As for a place like Skyhill, where open, half-wild land went on and on and on, forests and streams and grasslands running down hills blued with distance: unimaginable. Even a small garden like this one, open to workers free or slave, open to children: unimaginable. Every time she set herself to cultivating the garden’s earth, she felt noumenally privileged.
There on Zaitaf, the air-tight glow-panels of Ethra were programmed to ape a diurnal cycle: light slowly rising from a false nocturnal darkness through a “morning” followed by about ten hours of “daylight, then dimming back toward “night.”
She understood that most of the plants were food—she had heard that once food grew outdoors, in the ground, before people learned how to manufacture it in factories. “We grow things for the visitors at the resort,” Vighdi lectured her redundantly. “And for ourselves.”
“What’s this?” Ella asked, puzzled by a many-leafed blue-green thing.
“It’s a flower,” came the answer.
Ella examined it, puzzled. “Is it good to eat?”
Vighdi laughed and then looked apologetic at the wounded glance this elicited. “No,” she replied. “It’s just for pretty. We put them in the guests’ rooms. Smell it.”
Perfume was what it smelled like to her. Was this where perfume came from? Not wanting to sound stupid, she didn’t ask. Just smiled, politely appreciative.
This afternoon at Skyhill, Ella had assigned herself the task of spading soil and pulling weeds in a small flowerbed near the fish pond. She knelt on the flagstone pathway to do the job, a midday sun’s warmth flowing across her back.
The light from Varnis’s sun still struck her as slightly off-kilter, when she thought about it. Faintly golden, maybe. But then, the air was cleaner, clearer than Samdela’s.

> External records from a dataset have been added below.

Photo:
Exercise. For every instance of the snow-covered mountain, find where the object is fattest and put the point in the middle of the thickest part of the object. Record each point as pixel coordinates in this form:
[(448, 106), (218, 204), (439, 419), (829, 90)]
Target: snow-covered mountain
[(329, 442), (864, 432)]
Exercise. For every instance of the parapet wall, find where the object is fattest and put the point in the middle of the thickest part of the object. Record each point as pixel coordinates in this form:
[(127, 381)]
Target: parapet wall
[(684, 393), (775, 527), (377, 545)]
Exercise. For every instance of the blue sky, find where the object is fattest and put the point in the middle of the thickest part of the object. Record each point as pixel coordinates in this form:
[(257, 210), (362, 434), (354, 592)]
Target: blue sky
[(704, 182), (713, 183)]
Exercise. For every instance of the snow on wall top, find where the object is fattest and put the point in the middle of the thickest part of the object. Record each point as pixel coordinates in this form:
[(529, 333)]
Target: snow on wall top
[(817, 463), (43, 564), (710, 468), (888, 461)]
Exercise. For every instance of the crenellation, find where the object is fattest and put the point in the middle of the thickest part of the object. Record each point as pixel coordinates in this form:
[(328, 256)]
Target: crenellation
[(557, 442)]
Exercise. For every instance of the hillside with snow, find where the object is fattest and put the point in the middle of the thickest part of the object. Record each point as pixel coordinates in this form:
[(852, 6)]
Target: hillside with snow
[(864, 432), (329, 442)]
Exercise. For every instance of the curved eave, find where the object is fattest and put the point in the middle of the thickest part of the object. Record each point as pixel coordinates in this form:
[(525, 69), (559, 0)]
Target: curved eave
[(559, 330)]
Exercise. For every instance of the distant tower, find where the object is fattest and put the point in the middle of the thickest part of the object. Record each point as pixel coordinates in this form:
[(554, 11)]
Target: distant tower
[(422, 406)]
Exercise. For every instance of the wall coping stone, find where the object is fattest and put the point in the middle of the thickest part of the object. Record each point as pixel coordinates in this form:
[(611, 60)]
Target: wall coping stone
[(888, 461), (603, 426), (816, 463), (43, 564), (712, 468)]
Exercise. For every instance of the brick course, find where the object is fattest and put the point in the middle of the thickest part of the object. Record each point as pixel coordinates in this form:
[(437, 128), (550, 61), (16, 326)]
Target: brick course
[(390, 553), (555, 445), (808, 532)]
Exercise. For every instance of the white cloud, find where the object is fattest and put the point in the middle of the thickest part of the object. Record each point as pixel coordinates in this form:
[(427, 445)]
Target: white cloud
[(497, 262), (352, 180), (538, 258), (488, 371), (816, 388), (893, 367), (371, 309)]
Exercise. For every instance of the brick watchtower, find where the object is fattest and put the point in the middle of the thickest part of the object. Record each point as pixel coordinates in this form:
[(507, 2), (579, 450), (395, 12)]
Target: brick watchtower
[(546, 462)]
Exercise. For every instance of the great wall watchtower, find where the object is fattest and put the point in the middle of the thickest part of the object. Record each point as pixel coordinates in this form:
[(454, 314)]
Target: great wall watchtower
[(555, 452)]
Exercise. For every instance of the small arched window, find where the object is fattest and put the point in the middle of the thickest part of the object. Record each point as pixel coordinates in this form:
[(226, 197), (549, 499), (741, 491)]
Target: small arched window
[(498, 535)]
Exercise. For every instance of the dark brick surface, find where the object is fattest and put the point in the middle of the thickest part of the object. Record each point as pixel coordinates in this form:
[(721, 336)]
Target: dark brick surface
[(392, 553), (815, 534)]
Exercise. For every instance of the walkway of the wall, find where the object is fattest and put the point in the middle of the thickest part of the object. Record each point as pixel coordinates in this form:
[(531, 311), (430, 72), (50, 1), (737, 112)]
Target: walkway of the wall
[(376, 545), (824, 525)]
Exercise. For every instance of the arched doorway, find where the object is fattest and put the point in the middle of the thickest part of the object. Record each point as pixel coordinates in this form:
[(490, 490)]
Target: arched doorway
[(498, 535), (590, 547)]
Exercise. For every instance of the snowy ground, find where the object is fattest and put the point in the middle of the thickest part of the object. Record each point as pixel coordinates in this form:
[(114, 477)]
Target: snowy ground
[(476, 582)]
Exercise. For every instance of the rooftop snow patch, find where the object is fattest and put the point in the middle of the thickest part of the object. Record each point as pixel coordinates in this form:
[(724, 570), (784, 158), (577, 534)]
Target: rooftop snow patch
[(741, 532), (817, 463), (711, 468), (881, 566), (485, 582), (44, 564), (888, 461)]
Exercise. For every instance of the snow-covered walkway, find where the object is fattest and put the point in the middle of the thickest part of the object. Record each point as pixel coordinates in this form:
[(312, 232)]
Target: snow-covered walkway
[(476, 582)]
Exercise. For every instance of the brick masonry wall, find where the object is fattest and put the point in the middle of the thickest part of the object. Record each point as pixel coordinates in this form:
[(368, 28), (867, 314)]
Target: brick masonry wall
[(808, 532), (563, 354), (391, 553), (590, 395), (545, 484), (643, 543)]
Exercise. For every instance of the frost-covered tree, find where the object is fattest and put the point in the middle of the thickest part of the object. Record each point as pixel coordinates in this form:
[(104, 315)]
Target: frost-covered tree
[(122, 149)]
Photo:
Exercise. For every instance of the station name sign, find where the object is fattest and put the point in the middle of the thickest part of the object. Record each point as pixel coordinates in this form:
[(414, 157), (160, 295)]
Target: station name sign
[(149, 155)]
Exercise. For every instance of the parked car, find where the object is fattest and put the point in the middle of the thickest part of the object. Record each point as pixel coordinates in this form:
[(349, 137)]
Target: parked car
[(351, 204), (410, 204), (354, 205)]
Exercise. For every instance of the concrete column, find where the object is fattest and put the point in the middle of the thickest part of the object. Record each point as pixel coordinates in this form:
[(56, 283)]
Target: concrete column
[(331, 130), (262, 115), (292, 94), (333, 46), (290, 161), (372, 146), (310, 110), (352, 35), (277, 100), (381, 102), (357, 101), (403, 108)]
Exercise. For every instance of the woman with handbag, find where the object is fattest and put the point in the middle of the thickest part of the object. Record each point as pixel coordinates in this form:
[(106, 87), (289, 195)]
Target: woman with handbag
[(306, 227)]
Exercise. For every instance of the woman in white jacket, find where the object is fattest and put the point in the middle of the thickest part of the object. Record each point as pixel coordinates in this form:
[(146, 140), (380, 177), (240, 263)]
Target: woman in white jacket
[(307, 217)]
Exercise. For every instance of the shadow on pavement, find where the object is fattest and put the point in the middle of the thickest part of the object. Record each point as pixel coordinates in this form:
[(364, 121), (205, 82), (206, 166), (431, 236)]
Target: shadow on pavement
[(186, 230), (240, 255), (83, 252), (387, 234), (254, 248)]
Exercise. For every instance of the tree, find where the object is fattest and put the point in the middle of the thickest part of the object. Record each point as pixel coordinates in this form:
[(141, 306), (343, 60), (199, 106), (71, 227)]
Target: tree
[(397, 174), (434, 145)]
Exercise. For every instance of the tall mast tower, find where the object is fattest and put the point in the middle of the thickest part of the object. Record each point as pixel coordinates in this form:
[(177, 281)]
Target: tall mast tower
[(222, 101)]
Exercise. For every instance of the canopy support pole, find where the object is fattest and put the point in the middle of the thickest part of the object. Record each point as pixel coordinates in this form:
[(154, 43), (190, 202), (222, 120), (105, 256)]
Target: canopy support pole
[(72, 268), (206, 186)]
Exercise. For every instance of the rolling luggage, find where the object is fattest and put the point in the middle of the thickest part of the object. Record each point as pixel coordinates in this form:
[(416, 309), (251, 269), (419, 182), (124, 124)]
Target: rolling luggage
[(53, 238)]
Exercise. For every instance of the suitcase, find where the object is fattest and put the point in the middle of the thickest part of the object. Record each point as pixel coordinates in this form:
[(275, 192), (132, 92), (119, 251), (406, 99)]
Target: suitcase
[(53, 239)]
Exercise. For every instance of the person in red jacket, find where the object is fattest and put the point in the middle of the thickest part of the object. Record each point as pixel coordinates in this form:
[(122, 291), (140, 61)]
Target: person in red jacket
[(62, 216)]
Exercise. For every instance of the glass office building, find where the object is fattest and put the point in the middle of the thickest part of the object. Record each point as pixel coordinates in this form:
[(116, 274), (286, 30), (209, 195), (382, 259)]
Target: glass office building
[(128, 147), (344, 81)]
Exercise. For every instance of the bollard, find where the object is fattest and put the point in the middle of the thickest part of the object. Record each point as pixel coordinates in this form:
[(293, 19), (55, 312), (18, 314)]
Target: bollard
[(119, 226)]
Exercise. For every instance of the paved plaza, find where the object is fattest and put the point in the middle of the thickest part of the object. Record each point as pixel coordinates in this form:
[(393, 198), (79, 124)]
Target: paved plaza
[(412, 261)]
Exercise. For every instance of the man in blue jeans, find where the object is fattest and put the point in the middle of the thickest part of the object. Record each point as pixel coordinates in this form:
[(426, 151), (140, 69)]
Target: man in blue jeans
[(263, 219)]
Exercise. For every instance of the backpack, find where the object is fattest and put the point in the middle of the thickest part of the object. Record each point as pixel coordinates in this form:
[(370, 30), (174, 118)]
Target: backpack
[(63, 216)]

That world’s perpetual layer of smog no doubt grayed or blued the sunlight there. Or maybe the two stars just shone with different light. That stuff was over her head. All she knew was most transported slaves would sooner or later remark on the strangeness of the light on their new world.
How the plants thrived here! With just a little water and care, under light from a real sun, in air that wafted on the breeze – not through vents. The bright violet and red fish lazed in the burbling pond as though this was what their kind was made for.
She dropped small weedy sprigs into a brown paper bag, to be discarded in the compost bin. Tiny white blossoms sprang from the fast-growing, ground-hugging plants. Once on a whim she’d let them grow, just to see what they’d do. Within a couple of tennights they piled up in great fuzzy mounds – and the fuzz on the young leaves turned into prickles as the plants matured. A job it was, to pull out those hillocks.
Wielding her trowel, she dinged a fully opened, cultivated blossom and damn! Snapped its tall stem.
She lifted the red flower from the ground, sniffed its lemony scent, and inspected the neatly groomed scarlet petals. Garnet, she thought, the same vermillion-tinted red as Lohkeh’s ear stud. What a beautiful flower.
He was – had been – a beautiful man, the handsomest she had ever seen. So she thought at the time.